HealthEquity (HQY - Free Report) is on the list of such stocks currently recommended by our proprietary system. In addition to a favorable Growth Score, it carries a top Zacks Rank.
Studies have shown that stocks with the best growth features consistently outperform the market. And returns are even better for stocks that possess the combination of a Growth Score of A or B and a Zacks Rank #1 (Strong Buy) or 2 (Buy).
Here are three of the most important factors that make the stock of this provider of services for managing health care accounts a great growth pick right now.
Earnings Growth
Earnings growth is arguably the most important factor, as stocks exhibiting exceptionally surging profit levels tend to attract the attention of most investors. For growth investors, double-digit earnings growth is highly preferable, as it is often perceived as an indication of strong prospects (and stock price gains) for the company under consideration.
While the historical EPS growth rate for HealthEquity is 1%, investors should actually focus on the projected growth. The company's EPS is expected to grow 35.6% this year, crushing the industry average, which calls for EPS growth of 12.4%.
Cash Flow Growth
Cash is the lifeblood of any business, but higher-than-average cash flow growth is more beneficial and important for growth-oriented companies than for mature companies. That's because, high cash accumulation enables these companies to undertake new projects without raising expensive outside funds.
Right now, year-over-year cash flow growth for HealthEquity is 27.9%, which is higher than many of its peers.

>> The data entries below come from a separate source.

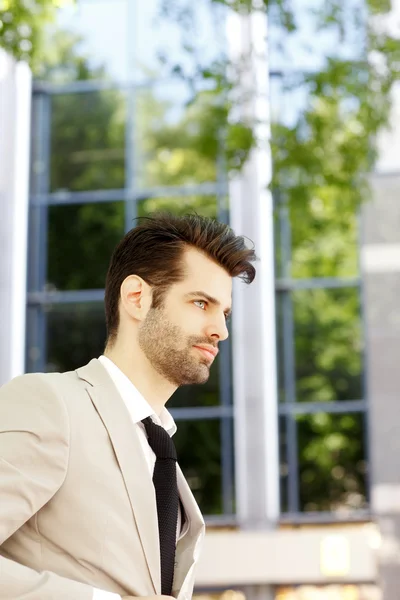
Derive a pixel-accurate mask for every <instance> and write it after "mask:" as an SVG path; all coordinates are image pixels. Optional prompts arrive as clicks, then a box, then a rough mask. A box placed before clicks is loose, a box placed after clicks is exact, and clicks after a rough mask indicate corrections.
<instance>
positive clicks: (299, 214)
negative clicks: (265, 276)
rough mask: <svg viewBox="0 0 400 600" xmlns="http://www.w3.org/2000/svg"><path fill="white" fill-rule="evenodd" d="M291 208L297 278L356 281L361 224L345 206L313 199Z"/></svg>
mask: <svg viewBox="0 0 400 600" xmlns="http://www.w3.org/2000/svg"><path fill="white" fill-rule="evenodd" d="M298 204H299V205H298V206H295V205H294V204H293V205H292V206H291V225H292V256H291V270H292V277H294V278H310V277H356V276H357V274H358V222H357V214H356V211H355V210H350V209H349V207H348V206H346V204H345V202H339V201H337V202H334V201H333V200H330V201H329V202H328V201H324V200H323V199H321V198H318V197H316V198H314V199H313V200H312V202H310V205H309V206H305V205H304V203H302V202H299V203H298Z"/></svg>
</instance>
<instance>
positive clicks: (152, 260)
mask: <svg viewBox="0 0 400 600" xmlns="http://www.w3.org/2000/svg"><path fill="white" fill-rule="evenodd" d="M188 248H194V249H196V250H198V251H200V252H202V253H203V254H204V255H205V256H207V257H209V258H210V259H212V260H213V261H214V262H216V263H217V264H218V265H220V266H221V267H223V268H224V269H225V270H226V271H227V272H228V273H229V275H230V276H231V277H239V278H241V279H242V280H243V281H245V283H251V282H252V281H253V279H254V277H255V274H256V270H255V268H254V266H253V265H252V264H251V261H254V260H255V259H256V255H255V252H254V248H247V247H246V245H245V239H244V238H243V237H242V236H237V235H235V233H234V232H233V231H232V229H231V228H230V227H229V226H228V225H225V224H224V223H220V222H218V221H216V220H214V219H210V218H207V217H202V216H199V215H196V214H194V215H192V214H190V215H185V216H175V215H171V214H165V213H162V214H156V215H153V216H152V217H143V218H141V219H140V220H139V224H138V225H137V226H136V227H134V228H133V229H131V230H130V231H129V232H128V233H127V234H126V235H125V237H124V238H123V239H122V240H121V241H120V242H119V244H118V245H117V247H116V248H115V250H114V252H113V255H112V257H111V261H110V266H109V268H108V272H107V278H106V287H105V312H106V325H107V343H112V342H113V341H114V340H115V338H116V335H117V332H118V326H119V299H120V289H121V285H122V282H123V281H124V279H126V277H128V276H129V275H137V276H139V277H141V278H142V279H143V280H144V281H146V283H148V284H149V285H150V286H151V287H152V288H153V290H152V291H153V297H152V307H153V308H158V307H160V306H161V305H162V302H163V298H164V296H165V293H166V292H167V290H168V288H169V287H170V286H171V285H173V284H174V283H178V282H180V281H182V280H183V279H184V277H185V273H184V268H183V254H184V251H185V250H186V249H188Z"/></svg>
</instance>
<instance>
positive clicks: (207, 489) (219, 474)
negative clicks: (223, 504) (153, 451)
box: [174, 419, 223, 515]
mask: <svg viewBox="0 0 400 600" xmlns="http://www.w3.org/2000/svg"><path fill="white" fill-rule="evenodd" d="M177 426H178V431H177V432H176V434H175V435H174V441H175V445H176V449H177V453H178V460H179V464H180V466H181V468H182V471H183V473H184V475H185V477H186V478H187V481H188V483H189V486H190V488H191V490H192V492H193V494H194V496H195V498H196V500H197V502H198V503H199V506H200V509H201V511H202V512H203V514H206V515H218V514H221V513H222V512H223V508H222V479H221V478H222V471H221V434H220V420H219V419H214V420H203V421H178V423H177Z"/></svg>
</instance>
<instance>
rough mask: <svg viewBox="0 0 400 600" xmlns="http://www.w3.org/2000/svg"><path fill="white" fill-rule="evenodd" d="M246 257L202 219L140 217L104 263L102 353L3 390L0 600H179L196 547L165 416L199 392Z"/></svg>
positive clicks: (229, 241) (227, 238)
mask: <svg viewBox="0 0 400 600" xmlns="http://www.w3.org/2000/svg"><path fill="white" fill-rule="evenodd" d="M253 260H254V251H253V250H252V249H248V248H246V246H245V243H244V240H243V238H241V237H236V236H235V235H234V233H233V232H232V230H231V229H230V228H229V227H227V226H226V225H223V224H221V223H218V222H216V221H213V220H210V219H206V218H201V217H199V216H186V217H173V216H171V215H159V216H157V217H154V218H152V219H144V220H143V221H142V222H141V223H140V224H139V225H138V226H137V227H135V228H134V229H132V230H131V231H130V232H129V233H128V234H127V235H126V236H125V237H124V238H123V240H122V241H121V242H120V244H119V245H118V246H117V248H116V249H115V252H114V254H113V256H112V259H111V263H110V267H109V270H108V274H107V280H106V288H105V311H106V322H107V333H108V337H107V343H106V348H105V352H104V355H103V356H101V357H100V358H99V359H93V360H92V361H91V362H90V363H89V364H88V365H86V366H84V367H81V368H79V369H77V370H76V371H72V372H68V373H52V374H42V373H36V374H28V375H23V376H21V377H17V378H16V379H14V380H12V381H11V382H10V383H8V384H7V385H5V386H4V387H3V388H1V389H0V599H1V600H114V599H118V600H119V599H120V598H121V597H122V598H125V599H128V598H131V597H149V596H160V595H162V596H164V597H166V596H169V597H171V596H172V597H177V598H179V599H182V600H188V599H189V598H190V597H191V595H192V591H193V584H194V567H195V564H196V562H197V560H198V556H199V550H200V545H201V541H202V538H203V535H204V522H203V519H202V517H201V514H200V511H199V509H198V507H197V504H196V502H195V500H194V498H193V496H192V494H191V492H190V490H189V488H188V486H187V484H186V481H185V479H184V477H183V475H182V472H181V471H180V469H179V467H178V466H177V465H176V455H175V448H174V445H173V442H172V440H171V437H170V436H171V435H172V434H173V433H174V432H175V424H174V422H173V419H172V417H171V415H170V414H169V413H168V412H167V410H166V409H165V404H166V402H167V401H168V399H169V398H170V397H171V396H172V394H173V393H174V391H175V390H176V389H177V388H178V387H179V386H181V385H187V384H194V383H204V382H206V381H207V379H208V377H209V371H210V367H211V365H212V363H213V361H214V359H215V357H216V355H217V353H218V344H219V342H221V341H223V340H225V339H226V338H227V337H228V331H227V326H226V319H227V318H228V316H229V313H230V310H231V293H232V278H233V277H236V276H239V277H241V278H242V279H244V280H245V281H246V282H247V283H250V282H251V281H252V280H253V278H254V276H255V269H254V267H253V265H252V264H251V261H253Z"/></svg>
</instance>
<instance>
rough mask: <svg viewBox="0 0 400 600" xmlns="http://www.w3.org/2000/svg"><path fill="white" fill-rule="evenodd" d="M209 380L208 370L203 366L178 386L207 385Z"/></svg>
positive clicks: (207, 367)
mask: <svg viewBox="0 0 400 600" xmlns="http://www.w3.org/2000/svg"><path fill="white" fill-rule="evenodd" d="M209 378H210V369H209V367H208V366H207V365H203V368H202V369H201V370H200V369H199V370H198V371H197V372H196V373H193V374H191V375H188V376H187V377H185V378H184V380H183V381H182V382H181V383H180V385H181V386H182V385H202V384H204V383H207V381H208V380H209Z"/></svg>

In fact, the rate compares to the industry average of -14.2%.
While investors should actually consider the current cash flow growth, it's worth taking a look at the historical rate too for putting the current reading into proper perspective. The company's annualized cash flow growth rate has been 30.3% over the past 3-5 years versus the industry average of 13.4%.
Promising Earnings Estimate Revisions
Superiority of a stock in terms of the metrics outlined above can be further validated by looking at the trend in earnings estimate revisions. A positive trend is of course favorable here. Empirical research shows that there is a strong correlation between trends in earnings estimate revisions and near-term stock price movements.

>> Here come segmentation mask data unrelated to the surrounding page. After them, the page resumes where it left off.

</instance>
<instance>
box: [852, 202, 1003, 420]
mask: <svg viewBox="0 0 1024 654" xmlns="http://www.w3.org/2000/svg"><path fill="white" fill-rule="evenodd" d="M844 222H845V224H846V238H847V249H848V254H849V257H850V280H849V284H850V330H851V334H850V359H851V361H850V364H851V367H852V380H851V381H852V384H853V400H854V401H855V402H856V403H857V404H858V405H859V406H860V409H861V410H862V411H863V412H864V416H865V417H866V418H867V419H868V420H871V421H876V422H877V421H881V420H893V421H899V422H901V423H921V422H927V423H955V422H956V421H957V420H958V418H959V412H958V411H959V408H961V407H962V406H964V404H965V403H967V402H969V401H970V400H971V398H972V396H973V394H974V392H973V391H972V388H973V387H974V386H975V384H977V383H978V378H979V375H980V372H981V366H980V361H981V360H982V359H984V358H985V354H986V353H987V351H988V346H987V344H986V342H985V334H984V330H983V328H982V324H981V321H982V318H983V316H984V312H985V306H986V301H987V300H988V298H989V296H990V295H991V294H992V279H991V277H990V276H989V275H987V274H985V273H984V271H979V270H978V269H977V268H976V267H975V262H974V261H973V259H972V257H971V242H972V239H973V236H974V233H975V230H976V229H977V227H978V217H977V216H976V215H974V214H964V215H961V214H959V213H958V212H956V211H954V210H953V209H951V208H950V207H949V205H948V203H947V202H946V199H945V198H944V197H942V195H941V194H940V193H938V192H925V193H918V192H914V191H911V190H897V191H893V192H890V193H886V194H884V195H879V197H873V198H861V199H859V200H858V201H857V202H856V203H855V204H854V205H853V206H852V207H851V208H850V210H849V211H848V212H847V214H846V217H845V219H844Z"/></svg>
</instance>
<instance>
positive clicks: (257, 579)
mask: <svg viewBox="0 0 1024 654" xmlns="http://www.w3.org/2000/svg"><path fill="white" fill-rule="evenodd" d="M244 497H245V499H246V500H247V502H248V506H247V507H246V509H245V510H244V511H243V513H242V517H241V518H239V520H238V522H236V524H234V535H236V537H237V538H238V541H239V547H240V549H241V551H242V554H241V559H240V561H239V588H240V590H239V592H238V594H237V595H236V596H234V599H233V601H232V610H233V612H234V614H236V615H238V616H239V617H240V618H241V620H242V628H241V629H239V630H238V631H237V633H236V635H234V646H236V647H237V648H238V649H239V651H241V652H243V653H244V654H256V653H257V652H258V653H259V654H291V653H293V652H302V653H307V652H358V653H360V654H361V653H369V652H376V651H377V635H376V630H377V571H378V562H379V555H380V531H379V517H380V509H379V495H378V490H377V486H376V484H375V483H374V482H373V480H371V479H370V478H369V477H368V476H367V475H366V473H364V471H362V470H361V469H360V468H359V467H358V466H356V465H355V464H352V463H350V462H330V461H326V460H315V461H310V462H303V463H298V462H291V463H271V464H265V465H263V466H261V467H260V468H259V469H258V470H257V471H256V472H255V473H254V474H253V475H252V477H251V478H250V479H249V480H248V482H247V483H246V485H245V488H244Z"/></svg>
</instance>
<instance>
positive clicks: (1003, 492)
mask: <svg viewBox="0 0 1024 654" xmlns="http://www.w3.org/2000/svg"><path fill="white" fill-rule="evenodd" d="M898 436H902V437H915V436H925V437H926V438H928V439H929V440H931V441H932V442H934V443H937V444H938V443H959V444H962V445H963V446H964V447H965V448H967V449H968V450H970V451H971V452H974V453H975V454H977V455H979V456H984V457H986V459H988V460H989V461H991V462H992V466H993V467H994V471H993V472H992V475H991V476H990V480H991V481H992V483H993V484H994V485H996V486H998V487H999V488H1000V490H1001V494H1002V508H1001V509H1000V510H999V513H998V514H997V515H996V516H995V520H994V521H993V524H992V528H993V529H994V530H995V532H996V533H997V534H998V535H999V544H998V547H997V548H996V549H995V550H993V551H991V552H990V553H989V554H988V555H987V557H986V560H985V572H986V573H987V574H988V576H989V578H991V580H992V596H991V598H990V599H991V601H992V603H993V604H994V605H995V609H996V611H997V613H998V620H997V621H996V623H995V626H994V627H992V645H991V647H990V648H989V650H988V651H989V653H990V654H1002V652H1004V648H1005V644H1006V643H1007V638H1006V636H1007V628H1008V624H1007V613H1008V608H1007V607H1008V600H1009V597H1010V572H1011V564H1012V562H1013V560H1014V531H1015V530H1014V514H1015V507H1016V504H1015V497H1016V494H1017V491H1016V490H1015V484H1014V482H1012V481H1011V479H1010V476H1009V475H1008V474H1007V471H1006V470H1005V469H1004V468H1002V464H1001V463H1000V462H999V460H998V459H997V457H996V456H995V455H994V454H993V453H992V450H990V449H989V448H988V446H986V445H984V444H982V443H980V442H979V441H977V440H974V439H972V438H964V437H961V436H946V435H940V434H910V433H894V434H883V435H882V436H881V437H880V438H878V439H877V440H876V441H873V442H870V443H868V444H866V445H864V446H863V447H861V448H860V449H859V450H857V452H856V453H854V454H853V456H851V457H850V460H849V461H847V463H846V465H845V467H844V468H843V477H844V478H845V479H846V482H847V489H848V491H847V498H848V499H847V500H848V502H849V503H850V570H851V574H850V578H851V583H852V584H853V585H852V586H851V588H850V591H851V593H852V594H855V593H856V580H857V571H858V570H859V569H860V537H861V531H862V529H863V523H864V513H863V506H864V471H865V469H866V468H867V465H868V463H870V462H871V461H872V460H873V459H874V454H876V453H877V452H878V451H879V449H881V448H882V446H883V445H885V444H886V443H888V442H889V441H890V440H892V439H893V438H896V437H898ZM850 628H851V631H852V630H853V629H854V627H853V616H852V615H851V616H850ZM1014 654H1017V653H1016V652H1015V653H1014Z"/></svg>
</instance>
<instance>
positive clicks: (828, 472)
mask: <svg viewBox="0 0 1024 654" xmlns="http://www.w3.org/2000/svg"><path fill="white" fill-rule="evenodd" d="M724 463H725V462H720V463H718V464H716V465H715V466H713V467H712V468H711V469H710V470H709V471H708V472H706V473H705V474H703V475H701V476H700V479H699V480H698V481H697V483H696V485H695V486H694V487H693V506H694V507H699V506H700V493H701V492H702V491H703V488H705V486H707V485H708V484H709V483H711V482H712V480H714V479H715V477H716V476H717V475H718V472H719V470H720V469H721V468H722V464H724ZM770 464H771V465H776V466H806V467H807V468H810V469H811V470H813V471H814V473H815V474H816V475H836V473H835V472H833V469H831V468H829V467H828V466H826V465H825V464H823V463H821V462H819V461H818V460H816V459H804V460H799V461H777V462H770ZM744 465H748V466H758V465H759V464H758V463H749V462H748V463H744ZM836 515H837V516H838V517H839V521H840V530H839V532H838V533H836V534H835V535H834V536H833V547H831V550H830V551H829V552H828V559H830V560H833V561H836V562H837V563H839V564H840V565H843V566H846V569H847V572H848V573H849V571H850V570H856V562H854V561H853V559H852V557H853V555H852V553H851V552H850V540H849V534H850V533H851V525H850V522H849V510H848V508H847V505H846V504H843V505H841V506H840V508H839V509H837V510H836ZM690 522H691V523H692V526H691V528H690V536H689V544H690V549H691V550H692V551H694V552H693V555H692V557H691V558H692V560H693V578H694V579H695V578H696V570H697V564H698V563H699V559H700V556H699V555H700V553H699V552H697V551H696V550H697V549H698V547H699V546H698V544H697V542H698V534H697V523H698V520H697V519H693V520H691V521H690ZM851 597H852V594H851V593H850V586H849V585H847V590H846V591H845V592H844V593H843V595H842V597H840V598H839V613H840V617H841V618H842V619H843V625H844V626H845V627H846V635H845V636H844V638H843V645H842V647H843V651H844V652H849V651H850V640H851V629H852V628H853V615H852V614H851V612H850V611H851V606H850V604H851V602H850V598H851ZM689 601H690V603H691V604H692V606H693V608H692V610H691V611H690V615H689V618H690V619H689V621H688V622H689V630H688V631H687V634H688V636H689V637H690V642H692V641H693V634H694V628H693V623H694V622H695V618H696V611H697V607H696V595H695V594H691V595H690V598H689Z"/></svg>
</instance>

There have been upward revisions in current-year earnings estimates for HealthEquity. The Zacks Consensus Estimate for the current year has surged 4.1% over the past month.
Bottom Line
HealthEquity has not only earned a Growth Score of B based on a number of factors, including the ones discussed above, but it also carries a Zacks Rank #2 because of the positive earnings estimate revisions.
You can see the complete list of today's Zacks #1 Rank (Strong Buy) stocks here.
This combination positions HealthEquity well for outperformance, so growth investors may want to bet on it.